- Philosopher Philip Reed defines "terminalism" as discrimination against the dying, or treating the terminally ill worse than they would expect to be treated if they were not dying.
- Examples of terminalism include denying necessary medical care to the dying based on cost, prioritizing life extension over quality of life in allocation protocols, and granting experimental treatments only when conventional options have failed.
- Reed argues that terminalism is unjustified and highlights the importance of recognizing the rights and value of dying individuals as human beings.
When you are dying, you are placed in a hospice. Often, this is a real, brick-and-mortar hospice with palliative care and psychological support. At other times, though, the hospice is a metaphorical one. The terminally ill are ignored by those too awkward or scared to face them. They are told not to work or exert themselves in the slightest. The dying exist as ghosts and live in the hinge space between society and “on the way out.” When you’re told you’re going to die, you become invisible.
This has led the philosopher Phillip Reed to coin the expression “terminalism.” For Reed, terminalism “is discrimination against the dying, or treating the terminally ill worse than they would expect to be treated if they were not dying.” In other words, it involves treating those in a hospice — literally or metaphorically — as second-class citizens.
Here we look at three examples of terminalism and consider to what extent, if at all, it can be justified.
How quickly are you dying?
It’s both trite and existentially invigorating to say, “We are all dying.” If life is seen in terms of a finite number of heartbeats, we are all ticking our way to the grave. But if we are to discuss the rights of the terminally ill, we need to define “dying” a bit more closely. Reed discounts those who are likely to die in the extremely short-term; there is little to be said about discrimination against someone on an operating table or who is bleeding out on a battlefield.
Reed argues that those who will die imminently are not “socially salient,” which is to say that their state of dying will not be long enough to affect social relationships, social norms, or legal attitudes.

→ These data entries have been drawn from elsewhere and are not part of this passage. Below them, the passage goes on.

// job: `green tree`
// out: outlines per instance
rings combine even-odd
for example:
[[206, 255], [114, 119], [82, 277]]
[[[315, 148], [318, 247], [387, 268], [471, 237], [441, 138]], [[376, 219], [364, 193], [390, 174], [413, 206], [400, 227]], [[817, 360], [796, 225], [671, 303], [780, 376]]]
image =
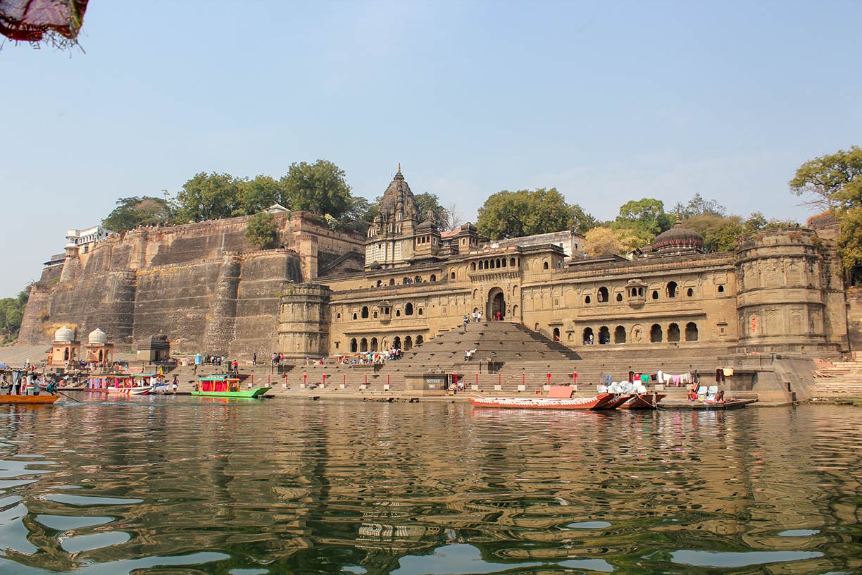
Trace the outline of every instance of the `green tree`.
[[195, 174], [177, 194], [178, 221], [184, 223], [230, 217], [240, 208], [239, 184], [228, 173]]
[[275, 246], [278, 229], [275, 218], [269, 212], [258, 212], [248, 218], [248, 227], [246, 228], [246, 239], [255, 247], [267, 248]]
[[620, 215], [615, 228], [638, 228], [653, 235], [661, 234], [673, 225], [674, 218], [665, 212], [665, 203], [653, 197], [631, 200], [620, 206]]
[[344, 170], [327, 159], [314, 164], [294, 162], [281, 178], [293, 209], [340, 218], [352, 206]]
[[862, 148], [852, 146], [809, 159], [790, 181], [796, 196], [808, 196], [806, 203], [820, 209], [862, 207]]
[[568, 228], [571, 206], [556, 188], [503, 190], [478, 209], [476, 227], [492, 240], [516, 238]]
[[112, 232], [122, 234], [138, 226], [170, 223], [176, 214], [176, 206], [167, 198], [121, 197], [116, 201], [116, 208], [102, 220], [102, 225]]
[[696, 193], [688, 203], [679, 203], [675, 206], [675, 210], [679, 214], [679, 217], [687, 220], [695, 216], [703, 216], [709, 214], [712, 216], [726, 216], [728, 209], [715, 200], [705, 199], [699, 193]]
[[260, 174], [254, 179], [240, 180], [237, 184], [238, 207], [236, 216], [251, 216], [266, 209], [274, 203], [290, 208], [290, 201], [281, 182]]
[[577, 203], [569, 207], [569, 229], [579, 234], [586, 234], [598, 225], [598, 220], [588, 214]]
[[622, 253], [622, 241], [615, 229], [597, 226], [584, 235], [587, 255], [619, 255]]
[[22, 291], [15, 297], [0, 299], [0, 330], [3, 332], [3, 342], [12, 341], [18, 338], [21, 322], [24, 318], [24, 309], [30, 297], [30, 288]]

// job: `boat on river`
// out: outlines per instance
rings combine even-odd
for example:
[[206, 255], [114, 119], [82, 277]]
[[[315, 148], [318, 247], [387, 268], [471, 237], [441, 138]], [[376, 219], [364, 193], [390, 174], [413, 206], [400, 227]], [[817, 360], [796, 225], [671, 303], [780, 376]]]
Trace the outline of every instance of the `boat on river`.
[[191, 395], [206, 397], [237, 397], [256, 399], [262, 397], [272, 387], [255, 387], [242, 390], [240, 387], [240, 378], [228, 374], [208, 375], [200, 378]]
[[621, 409], [656, 409], [659, 408], [659, 402], [664, 399], [665, 394], [657, 393], [635, 393], [621, 406]]
[[628, 398], [615, 393], [572, 397], [574, 391], [569, 385], [552, 385], [547, 397], [470, 397], [470, 403], [473, 407], [510, 409], [613, 409]]
[[592, 397], [470, 397], [473, 407], [509, 409], [604, 409], [616, 401], [612, 393], [600, 393]]
[[38, 396], [10, 396], [0, 395], [0, 405], [49, 405], [59, 399], [59, 396], [53, 396], [50, 393], [39, 394]]
[[91, 375], [87, 380], [89, 391], [146, 396], [153, 391], [167, 391], [165, 376], [159, 373], [106, 373]]

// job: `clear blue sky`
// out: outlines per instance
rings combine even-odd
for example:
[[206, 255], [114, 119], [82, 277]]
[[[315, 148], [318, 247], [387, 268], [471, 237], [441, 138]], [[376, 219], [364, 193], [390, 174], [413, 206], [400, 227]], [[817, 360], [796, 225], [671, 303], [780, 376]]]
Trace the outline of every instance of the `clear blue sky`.
[[696, 192], [809, 215], [787, 181], [862, 144], [859, 2], [92, 0], [85, 53], [0, 50], [0, 297], [69, 228], [198, 172], [325, 158], [465, 220], [555, 186], [611, 218]]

As he puts it, “because membership in the group is, by definition, extremely short-lived, it cannot play a role in a wide range of social contexts for any one person.”
Therefore, if we are talking about discrimination as a social phenomenon, we have to talk about those who have been terminally ill for long enough to experience some kind of discrimination. Reed more or less settles on the established legal position of the U.S. and many in the West, in which “terminally ill” is defined as anyone who will die in the next six months from an illness.

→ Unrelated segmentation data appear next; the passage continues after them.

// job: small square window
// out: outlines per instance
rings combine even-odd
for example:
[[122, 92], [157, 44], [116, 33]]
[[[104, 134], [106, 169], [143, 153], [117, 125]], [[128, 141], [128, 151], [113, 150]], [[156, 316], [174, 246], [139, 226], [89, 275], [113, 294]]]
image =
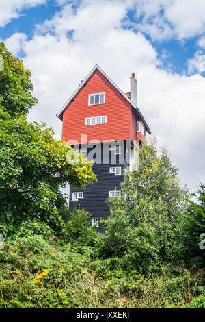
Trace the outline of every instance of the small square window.
[[96, 225], [96, 227], [99, 227], [99, 219], [98, 218], [93, 218], [92, 220], [92, 225]]
[[100, 103], [103, 104], [105, 103], [105, 94], [100, 94]]
[[141, 123], [137, 122], [137, 132], [140, 132]]
[[95, 95], [95, 104], [99, 104], [99, 98], [100, 98], [99, 94], [96, 94]]
[[115, 197], [115, 191], [109, 191], [109, 196], [110, 198], [113, 198]]
[[121, 167], [120, 166], [117, 166], [115, 168], [115, 175], [121, 175]]
[[102, 123], [106, 123], [106, 116], [102, 116]]
[[94, 103], [94, 95], [90, 95], [90, 104], [93, 105]]
[[116, 147], [115, 147], [115, 154], [120, 154], [120, 145], [116, 145]]
[[78, 193], [72, 193], [72, 200], [78, 200]]
[[104, 104], [105, 101], [105, 93], [97, 93], [89, 95], [89, 105]]

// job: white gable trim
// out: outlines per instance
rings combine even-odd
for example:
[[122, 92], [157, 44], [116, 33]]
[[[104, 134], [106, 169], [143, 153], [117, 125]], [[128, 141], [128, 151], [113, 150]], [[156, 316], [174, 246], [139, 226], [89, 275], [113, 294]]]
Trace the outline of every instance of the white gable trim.
[[81, 84], [79, 86], [79, 87], [76, 89], [76, 90], [73, 92], [73, 94], [69, 97], [68, 101], [66, 102], [66, 103], [64, 105], [62, 108], [57, 113], [57, 116], [62, 121], [62, 116], [64, 110], [66, 110], [66, 107], [69, 104], [69, 103], [72, 101], [72, 99], [74, 99], [74, 97], [77, 95], [77, 94], [79, 92], [79, 91], [81, 90], [81, 88], [83, 86], [83, 85], [86, 83], [87, 79], [92, 76], [92, 75], [94, 73], [94, 72], [96, 71], [96, 69], [98, 69], [107, 79], [109, 80], [109, 82], [111, 82], [111, 84], [120, 92], [120, 93], [128, 101], [128, 103], [133, 106], [133, 108], [137, 110], [139, 114], [141, 117], [142, 120], [144, 121], [144, 123], [146, 125], [146, 129], [148, 131], [148, 132], [150, 134], [151, 132], [149, 129], [149, 127], [148, 126], [146, 122], [145, 121], [141, 112], [139, 111], [139, 108], [135, 104], [131, 99], [120, 90], [120, 88], [112, 81], [112, 79], [102, 71], [102, 69], [100, 69], [100, 67], [96, 64], [92, 70], [89, 73], [87, 76], [85, 78], [85, 79], [81, 82]]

In an article for the Journal of Medical Ethics, Reed goes on to list examples of terminalism in our legal and social systems. Here, we look at three.

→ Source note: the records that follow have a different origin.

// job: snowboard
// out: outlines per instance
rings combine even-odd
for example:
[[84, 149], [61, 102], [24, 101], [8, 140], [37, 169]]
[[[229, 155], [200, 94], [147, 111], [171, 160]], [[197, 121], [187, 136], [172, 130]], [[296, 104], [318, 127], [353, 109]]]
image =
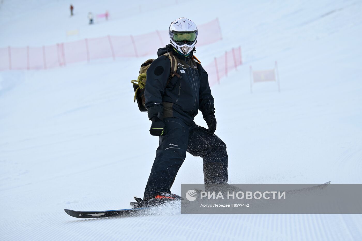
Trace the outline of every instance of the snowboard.
[[[317, 186], [302, 188], [294, 190], [287, 191], [287, 193], [292, 194], [298, 193], [305, 191], [316, 190], [323, 189], [327, 186], [330, 183], [331, 181], [325, 183]], [[201, 190], [198, 190], [201, 191]], [[131, 206], [134, 207], [138, 203], [132, 202], [130, 203]], [[130, 217], [136, 216], [143, 216], [147, 215], [147, 211], [150, 210], [152, 207], [144, 207], [141, 208], [129, 208], [128, 209], [119, 209], [118, 210], [109, 210], [104, 211], [75, 211], [69, 209], [64, 209], [64, 211], [69, 215], [80, 219], [92, 219], [99, 217]]]
[[130, 217], [142, 215], [149, 210], [151, 207], [145, 207], [137, 208], [109, 210], [104, 211], [75, 211], [69, 209], [64, 209], [64, 211], [69, 215], [80, 219], [92, 219], [98, 217]]

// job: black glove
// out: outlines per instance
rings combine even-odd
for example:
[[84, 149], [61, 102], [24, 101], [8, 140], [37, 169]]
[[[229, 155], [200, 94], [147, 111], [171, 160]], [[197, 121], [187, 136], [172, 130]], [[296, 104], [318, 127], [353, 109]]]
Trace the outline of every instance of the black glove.
[[155, 136], [164, 136], [167, 134], [167, 130], [163, 121], [157, 117], [152, 117], [151, 120], [152, 120], [152, 124], [151, 128], [150, 129], [150, 134]]
[[206, 123], [209, 127], [209, 132], [211, 134], [214, 134], [216, 130], [216, 118], [214, 114], [210, 114], [205, 116], [204, 118]]

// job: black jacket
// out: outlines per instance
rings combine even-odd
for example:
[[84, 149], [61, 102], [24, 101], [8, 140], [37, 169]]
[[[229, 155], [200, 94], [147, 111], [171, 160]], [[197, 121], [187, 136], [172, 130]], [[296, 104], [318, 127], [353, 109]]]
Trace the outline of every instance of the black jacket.
[[[174, 76], [168, 84], [171, 64], [168, 58], [163, 55], [171, 51], [178, 59], [177, 72], [181, 78]], [[168, 45], [159, 49], [157, 54], [159, 58], [147, 70], [144, 92], [145, 106], [150, 119], [155, 116], [161, 120], [176, 117], [191, 124], [198, 110], [204, 117], [214, 113], [207, 73], [191, 58], [192, 52], [185, 57]]]

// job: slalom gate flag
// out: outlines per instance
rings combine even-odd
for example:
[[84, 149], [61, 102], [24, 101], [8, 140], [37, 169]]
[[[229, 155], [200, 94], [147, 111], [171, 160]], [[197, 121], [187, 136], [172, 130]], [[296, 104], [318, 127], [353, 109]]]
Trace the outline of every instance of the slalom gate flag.
[[275, 69], [253, 71], [253, 79], [254, 83], [264, 81], [276, 81]]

Too expensive to bother. If you want to receive hospice care, which is overwhelmingly palliative, you have to be in the last six months of your life. Yet, if you receive hospice care, you will stop taking (or not be offered) life-prolonging drugs, even when those drugs have palliative effects. Why bother wasting money extending someone’s life when their death is inevitable? What’s more, 78% of American hospices turn away patients requiring high-cost care. But, as Reed says, “There is a strong social consensus that people should not be denied necessary medical care simply based on the cost, and yet this happens regularly for the dying (at least if they also need hospice care).”
Allocation protocols. During COVID, most hospital systems developed rules of allocation for life-saving drugs and apparatuses. Those who were dying were at the bottom of the list. When an institution is suffering from limited healthcare resources, such as organs for transplant, they will often be biased against the terminally ill. Reed criticizes protocols that prioritize life extension over quality of life, as they implicitly undervalue the immediate needs of dying patients.
“Right to try” laws. While these laws ostensibly empower terminally ill patients to access experimental treatments, they also highlight a paradox. They grant a certain freedom only when the patient has been deemed beyond the help of conventional medicine, potentially relegating them to the status of test subjects when traditional care options are exhausted.
Reed suggests a useful thought experiment to highlight the prejudices in each case. He writes: “It is easy to see the discrimination if we change the eligibility criteria to another socially salient group: if we said that [the above applied] exclusively for racial minorities or trans people, the message would be that we do not care about protecting racial minorities or trans people.” We do not care about protecting the dying.
Reed believes that a lot of people will find it somewhat ridiculous to call these instances a kind of discrimination. When presented with limited resources, surely it’s better to focus on those who have longer to live? In other words, isn’t it okay to value longevity over the moribund?
Reed calls this a structural “terminalist prejudice,” with little philosophical justification for it. He argues that “many of us tend to think, explicitly or implicitly, that a worthwhile life involves both the kind of life that has a future and also enables a person to ‘contribute meaningfully’ to society.”
We don’t want to see ourselves as cruel or prejudiced. We don’t want to accept that we are privately and socially devaluing human life based on our terminalist biases. Dying people are human beings as well. They have brothers and sisters; sons and daughters; or wives and husbands. They read books, watch TV, talk, laugh, and reminisce. If all humans have rights, the dying have rights, too. They are valuable in themselves, not for some abstract, unknown “contribution” they might make. As Reed puts it, “The reason that terminalism matters is that dying persons matter.”